When You Win, You Lose

In today’s society, we live with the idea that “everyone is a winner.” When parents sign their kids up for extracurricular activities, the commonly asked question is, “will my child receive an award?” The common answer, yes. The days of appreciating praise and the joy and excitement over receiving a trophy are long gone. Today, it is expected.
What was once a symbol of accomplishment has become nothing more than a meaningless prize. Today, trophy sales are through the roof and it has become a money-guzzling industry in the U.S. Nowadays, every child receives an award or trophy just for participating, sending a message that all you need to do to be a winner, is show up. Now, the science behind it all is simple, trophies act as motivators for kids, but constant acknowledgement does not help children succeed, but instead causes underachievement.

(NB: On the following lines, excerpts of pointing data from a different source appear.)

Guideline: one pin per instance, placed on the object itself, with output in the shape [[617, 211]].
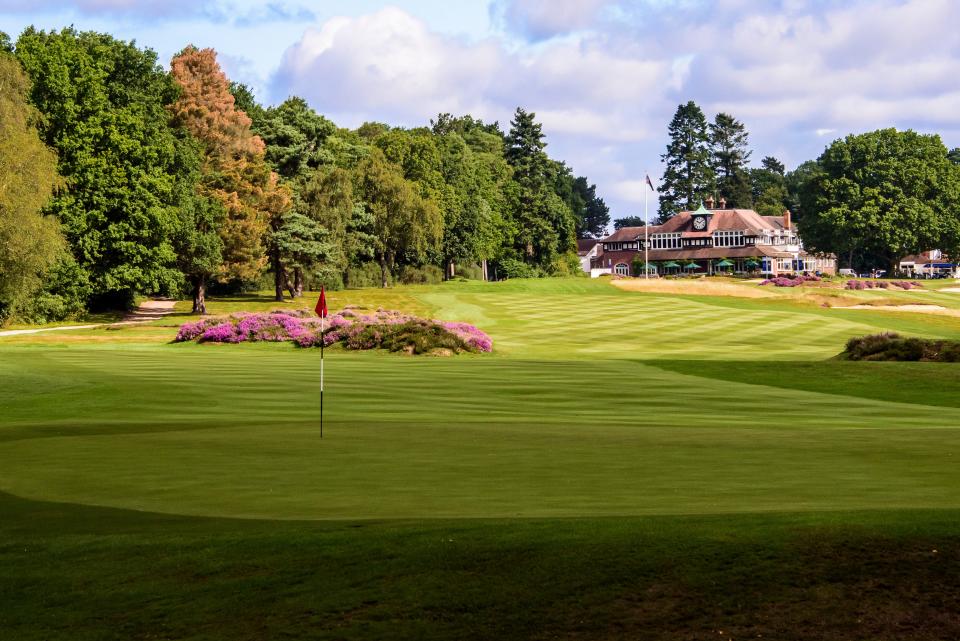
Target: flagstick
[[321, 375], [646, 232]]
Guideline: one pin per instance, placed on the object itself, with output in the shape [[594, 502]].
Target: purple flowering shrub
[[383, 329], [881, 284], [893, 347], [784, 281]]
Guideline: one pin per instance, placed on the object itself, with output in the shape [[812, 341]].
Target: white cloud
[[605, 77], [543, 19]]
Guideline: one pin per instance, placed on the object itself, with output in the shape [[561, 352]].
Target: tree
[[628, 221], [233, 171], [730, 153], [769, 187], [104, 112], [887, 193], [544, 225], [403, 222], [30, 242], [688, 177]]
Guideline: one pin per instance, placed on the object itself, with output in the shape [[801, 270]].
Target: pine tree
[[730, 154], [233, 171], [30, 242], [688, 177], [769, 188], [544, 224]]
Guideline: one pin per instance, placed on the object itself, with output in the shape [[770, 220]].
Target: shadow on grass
[[104, 573]]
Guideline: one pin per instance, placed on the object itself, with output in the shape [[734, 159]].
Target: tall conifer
[[688, 176]]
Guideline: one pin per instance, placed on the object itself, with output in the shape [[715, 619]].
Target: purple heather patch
[[347, 327]]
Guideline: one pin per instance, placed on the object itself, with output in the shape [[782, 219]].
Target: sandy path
[[693, 287], [148, 310]]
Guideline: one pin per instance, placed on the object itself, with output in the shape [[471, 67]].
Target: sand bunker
[[691, 287]]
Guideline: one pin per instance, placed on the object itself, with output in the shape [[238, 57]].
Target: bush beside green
[[893, 347]]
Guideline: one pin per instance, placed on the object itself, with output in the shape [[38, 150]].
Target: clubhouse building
[[711, 241]]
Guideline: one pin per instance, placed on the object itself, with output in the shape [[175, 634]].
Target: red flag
[[321, 307]]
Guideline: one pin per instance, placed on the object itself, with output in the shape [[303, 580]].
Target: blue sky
[[604, 76]]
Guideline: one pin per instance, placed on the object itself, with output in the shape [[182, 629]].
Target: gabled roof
[[584, 245], [721, 220], [624, 234]]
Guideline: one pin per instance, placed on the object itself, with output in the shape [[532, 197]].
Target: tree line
[[870, 199], [118, 177]]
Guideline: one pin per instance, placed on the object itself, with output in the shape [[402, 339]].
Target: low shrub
[[425, 275], [893, 347], [383, 329], [470, 272], [881, 284], [513, 268], [365, 275]]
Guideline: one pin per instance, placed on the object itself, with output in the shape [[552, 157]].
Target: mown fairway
[[754, 477]]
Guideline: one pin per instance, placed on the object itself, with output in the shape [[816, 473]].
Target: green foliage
[[420, 337], [365, 274], [543, 224], [730, 153], [403, 221], [66, 293], [104, 111], [295, 136], [628, 221], [888, 193], [30, 242], [688, 176]]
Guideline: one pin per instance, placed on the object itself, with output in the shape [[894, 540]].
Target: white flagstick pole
[[321, 371], [646, 231]]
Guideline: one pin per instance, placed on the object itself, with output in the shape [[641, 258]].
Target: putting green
[[586, 408]]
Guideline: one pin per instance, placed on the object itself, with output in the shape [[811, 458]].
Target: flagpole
[[321, 373], [321, 310], [646, 231]]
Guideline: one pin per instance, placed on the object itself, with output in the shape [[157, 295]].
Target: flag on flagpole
[[321, 310]]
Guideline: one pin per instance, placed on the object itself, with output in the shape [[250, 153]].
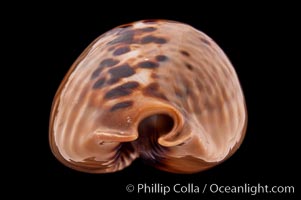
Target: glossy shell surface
[[155, 89]]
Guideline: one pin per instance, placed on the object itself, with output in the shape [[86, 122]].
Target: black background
[[258, 41]]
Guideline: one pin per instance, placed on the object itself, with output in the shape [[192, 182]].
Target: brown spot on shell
[[121, 50], [189, 66], [161, 58], [153, 39], [126, 37], [124, 104], [119, 72], [148, 64], [148, 29], [185, 53], [99, 83], [152, 90]]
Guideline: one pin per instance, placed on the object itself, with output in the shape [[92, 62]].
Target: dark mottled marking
[[205, 41], [155, 75], [150, 38], [126, 37], [109, 62], [148, 29], [148, 64], [122, 90], [160, 41], [185, 53], [161, 58], [121, 50], [99, 83], [121, 105], [96, 73], [111, 48], [153, 91], [121, 71], [189, 66]]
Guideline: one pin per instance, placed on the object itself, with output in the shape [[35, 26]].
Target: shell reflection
[[155, 89]]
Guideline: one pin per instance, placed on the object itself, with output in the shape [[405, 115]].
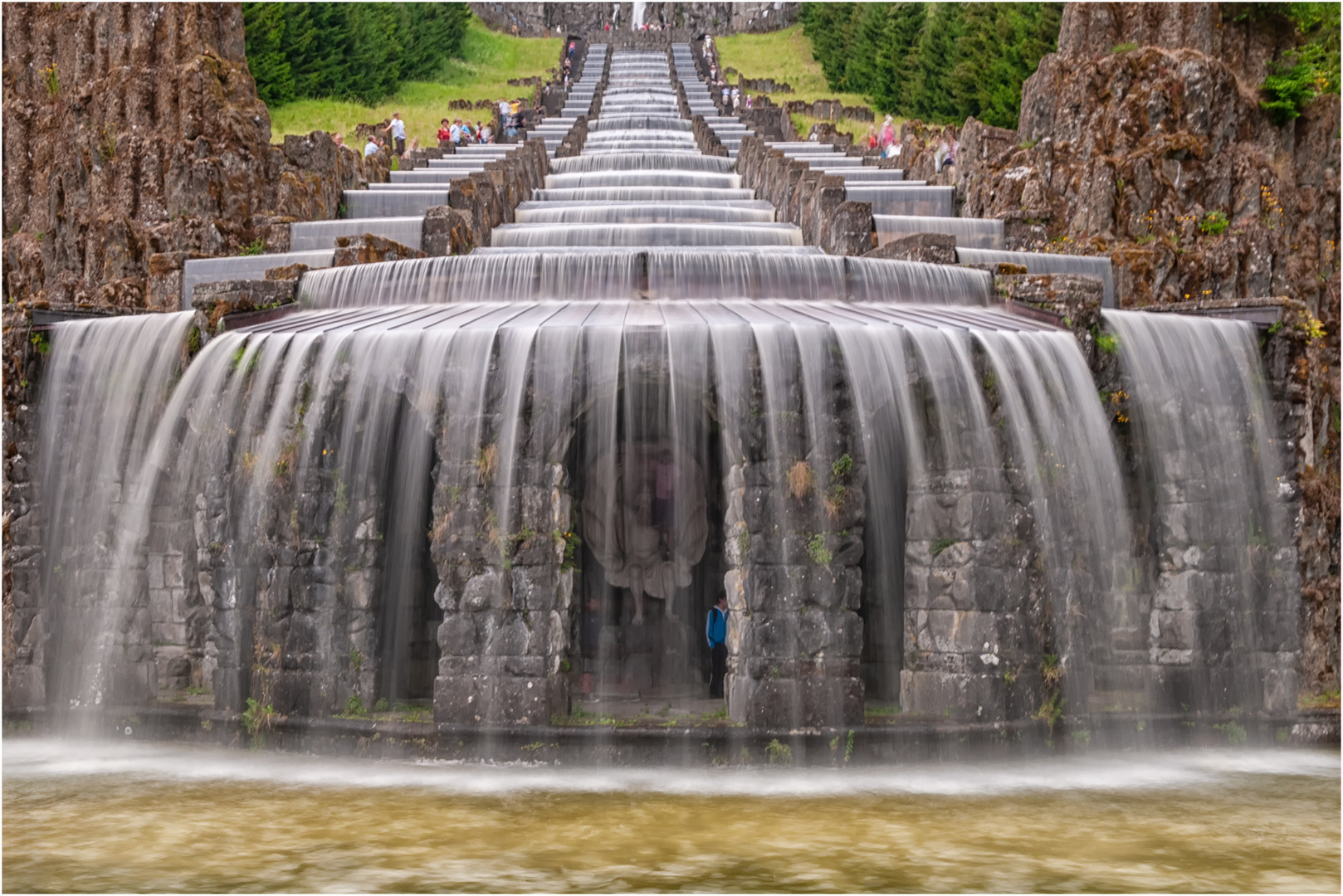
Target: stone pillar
[[505, 594], [794, 543]]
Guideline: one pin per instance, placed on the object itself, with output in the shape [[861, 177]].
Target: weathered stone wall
[[1128, 153], [482, 201], [23, 642], [504, 587], [813, 201], [794, 544], [538, 19], [133, 130]]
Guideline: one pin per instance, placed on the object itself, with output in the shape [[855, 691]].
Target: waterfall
[[512, 483], [1223, 607]]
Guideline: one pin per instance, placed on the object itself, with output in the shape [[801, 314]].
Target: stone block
[[1173, 629], [535, 589], [169, 631], [958, 696], [508, 638], [486, 590]]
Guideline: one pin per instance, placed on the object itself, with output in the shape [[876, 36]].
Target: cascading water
[[513, 483]]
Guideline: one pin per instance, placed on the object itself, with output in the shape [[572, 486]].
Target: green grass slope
[[488, 62], [786, 56]]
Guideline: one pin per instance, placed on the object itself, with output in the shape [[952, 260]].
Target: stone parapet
[[935, 249], [810, 199]]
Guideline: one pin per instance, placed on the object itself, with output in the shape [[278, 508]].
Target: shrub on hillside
[[348, 50]]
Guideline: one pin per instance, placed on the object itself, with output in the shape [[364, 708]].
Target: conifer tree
[[348, 50], [828, 27], [930, 95], [936, 61]]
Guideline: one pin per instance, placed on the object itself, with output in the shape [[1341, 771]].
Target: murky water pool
[[132, 817]]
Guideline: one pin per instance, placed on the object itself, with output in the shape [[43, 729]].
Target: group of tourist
[[732, 97], [888, 141], [461, 134]]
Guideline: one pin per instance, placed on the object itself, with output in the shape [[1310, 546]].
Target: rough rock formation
[[1160, 158], [133, 130]]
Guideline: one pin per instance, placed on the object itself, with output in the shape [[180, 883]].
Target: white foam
[[52, 758]]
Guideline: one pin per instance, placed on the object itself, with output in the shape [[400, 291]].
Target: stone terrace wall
[[1127, 155], [810, 199], [539, 19]]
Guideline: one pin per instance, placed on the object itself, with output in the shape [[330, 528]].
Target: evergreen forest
[[934, 61], [359, 51]]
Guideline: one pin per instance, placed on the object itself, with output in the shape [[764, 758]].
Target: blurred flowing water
[[130, 817]]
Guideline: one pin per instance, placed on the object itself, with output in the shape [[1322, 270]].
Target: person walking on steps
[[398, 129], [716, 631]]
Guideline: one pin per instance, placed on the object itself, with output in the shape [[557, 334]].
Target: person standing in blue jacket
[[716, 631]]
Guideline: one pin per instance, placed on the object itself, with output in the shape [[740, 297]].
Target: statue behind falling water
[[647, 525]]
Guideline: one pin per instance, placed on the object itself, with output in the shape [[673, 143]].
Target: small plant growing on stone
[[1051, 711], [799, 480], [818, 551], [108, 143], [1213, 223], [1051, 670], [836, 496], [256, 716], [569, 542], [842, 466], [1297, 80], [488, 462], [51, 78]]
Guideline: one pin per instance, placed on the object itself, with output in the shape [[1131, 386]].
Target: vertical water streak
[[105, 390], [1223, 618]]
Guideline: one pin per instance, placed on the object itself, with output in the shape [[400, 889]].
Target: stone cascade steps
[[637, 184]]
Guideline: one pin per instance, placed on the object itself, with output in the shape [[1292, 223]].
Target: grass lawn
[[488, 61], [784, 56], [852, 127]]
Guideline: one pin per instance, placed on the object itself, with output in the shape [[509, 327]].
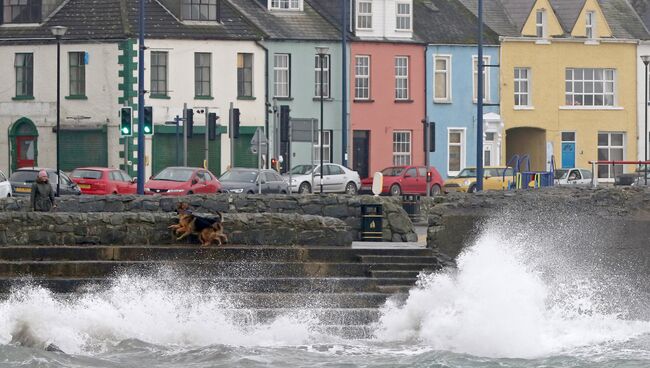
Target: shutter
[[81, 148]]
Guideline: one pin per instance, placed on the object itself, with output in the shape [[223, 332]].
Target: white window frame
[[282, 69], [463, 147], [364, 18], [518, 83], [447, 72], [486, 78], [402, 149], [359, 77], [401, 78], [402, 19], [579, 99]]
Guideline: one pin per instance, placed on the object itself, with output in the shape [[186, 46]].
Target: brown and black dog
[[209, 230]]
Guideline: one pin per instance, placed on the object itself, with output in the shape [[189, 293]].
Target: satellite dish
[[377, 183]]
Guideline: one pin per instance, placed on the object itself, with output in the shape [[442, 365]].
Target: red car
[[103, 181], [406, 180], [182, 181]]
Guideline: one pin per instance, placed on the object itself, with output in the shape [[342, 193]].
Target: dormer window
[[285, 4], [21, 11], [200, 10]]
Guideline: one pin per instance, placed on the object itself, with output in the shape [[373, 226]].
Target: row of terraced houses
[[563, 79]]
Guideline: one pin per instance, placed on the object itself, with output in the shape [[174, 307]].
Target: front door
[[25, 151], [360, 148]]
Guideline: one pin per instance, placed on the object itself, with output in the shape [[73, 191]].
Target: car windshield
[[239, 176], [86, 174], [392, 171], [302, 169], [175, 174]]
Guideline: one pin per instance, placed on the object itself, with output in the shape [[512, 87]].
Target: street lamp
[[321, 51], [646, 60], [58, 32]]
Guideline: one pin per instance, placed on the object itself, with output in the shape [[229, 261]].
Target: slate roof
[[289, 25], [448, 22]]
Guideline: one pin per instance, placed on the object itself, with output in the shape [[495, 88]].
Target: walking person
[[42, 196]]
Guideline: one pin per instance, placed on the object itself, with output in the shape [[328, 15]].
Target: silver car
[[336, 179]]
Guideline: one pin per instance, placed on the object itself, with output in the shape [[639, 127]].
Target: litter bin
[[372, 220]]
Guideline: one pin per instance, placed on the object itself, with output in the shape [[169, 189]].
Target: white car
[[336, 179], [5, 186], [573, 176]]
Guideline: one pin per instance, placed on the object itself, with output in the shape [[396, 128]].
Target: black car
[[241, 180], [22, 179]]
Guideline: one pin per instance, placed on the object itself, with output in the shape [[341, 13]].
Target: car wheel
[[304, 188], [351, 188], [435, 190], [395, 190]]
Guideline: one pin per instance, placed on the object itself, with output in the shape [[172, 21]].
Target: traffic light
[[189, 122], [148, 120], [126, 122], [212, 126]]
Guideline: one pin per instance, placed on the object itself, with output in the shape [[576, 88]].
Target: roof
[[448, 22], [293, 25]]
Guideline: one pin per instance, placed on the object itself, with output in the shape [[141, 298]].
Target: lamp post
[[646, 60], [322, 52], [58, 32]]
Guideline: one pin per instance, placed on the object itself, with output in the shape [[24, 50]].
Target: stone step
[[266, 284], [184, 252]]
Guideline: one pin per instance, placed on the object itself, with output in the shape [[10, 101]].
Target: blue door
[[568, 155]]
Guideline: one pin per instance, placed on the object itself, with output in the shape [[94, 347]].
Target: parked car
[[180, 180], [406, 180], [574, 176], [336, 179], [241, 180], [495, 178], [5, 186], [102, 181], [23, 178]]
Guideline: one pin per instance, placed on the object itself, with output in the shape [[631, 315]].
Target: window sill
[[160, 97]]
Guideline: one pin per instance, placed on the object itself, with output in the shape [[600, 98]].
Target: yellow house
[[568, 77]]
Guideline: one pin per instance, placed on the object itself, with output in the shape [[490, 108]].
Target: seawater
[[517, 299]]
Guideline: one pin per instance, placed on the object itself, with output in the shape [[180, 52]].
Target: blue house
[[450, 32]]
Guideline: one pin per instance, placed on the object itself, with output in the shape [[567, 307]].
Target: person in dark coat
[[42, 196]]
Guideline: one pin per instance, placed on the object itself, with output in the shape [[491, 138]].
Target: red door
[[25, 151]]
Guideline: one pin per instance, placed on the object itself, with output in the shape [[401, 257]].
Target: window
[[364, 14], [326, 76], [590, 87], [362, 77], [24, 64], [401, 148], [159, 73], [21, 11], [202, 80], [282, 75], [285, 4], [201, 10], [244, 75], [403, 21], [540, 22], [456, 151], [77, 73], [442, 81], [327, 148], [486, 79], [522, 87], [591, 18], [401, 78], [611, 147]]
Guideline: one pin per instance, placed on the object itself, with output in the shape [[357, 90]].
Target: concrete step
[[185, 252]]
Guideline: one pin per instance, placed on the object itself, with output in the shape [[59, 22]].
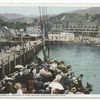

According to a study done at Stanford University, kids respond positively to praise and enjoy hearing that they’re smart. However, too much praise can be detrimental, causing kids to crumble at their first experience with failure. Kids often become hung up on their failures and the fixation on their mistakes is often demoralizing. The study found that more kids would rather cheat than fail again.
So what is the point of giving a trophy if it stands for nothing? Even the children receiving the awards are aware of the lack of credibility behind them. In reference to an article in the New York Times, by the age of 4 or 5 children are capable of determining who is the best and who struggles. The kids who aren’t as good either don’t try, or they just give up. They adapt a “what’s the point” attitude, considering they’ll get a trophy anyway. On the flip side, the children who are good feel cheated when they receive the same award as everyone else. They too tend to give up.
If everyone gets the same award, why bother trying to improve? What’s the point of getting better if there are never any real obstacles to overcome? When I was growing up, there were three, maybe four awards given out at the end of a sports season. Those who deserved recognition received one of those four awards, and those who didn’t were informed of what they could improve on. That’s how it went.
Now, it is understood that all kids develop and learn differently, and we must consider how we praise or punish kids depending on their intellectual and emotional development. However, when it comes to trophies and awards, every child must be treated the same. The argument that every kid should get a trophy because everyone is a winner is severely ill advised. Today, the trophy at the end of the season is more anticipated than actually participating.
The idea that everyone is a winner has seriously affected our society as a whole. Those who have grown up receiving countless awards don’t see the need in going the extra mile on their work, and most people believe that just showing up to the office is the key to advancing in the work place.
Life can be difficult, and more often than not you’re probably going to lose at things, even if you’re good at them. The idea is to use that failure as fuel, and to keep going. That’s the message that we should be sending to children today. Instead of glorifying their failures with a meaningless trophy, the focus should be on helping kids develop over time, and stressing that it is progression that is important, not a shiny piece of plastic.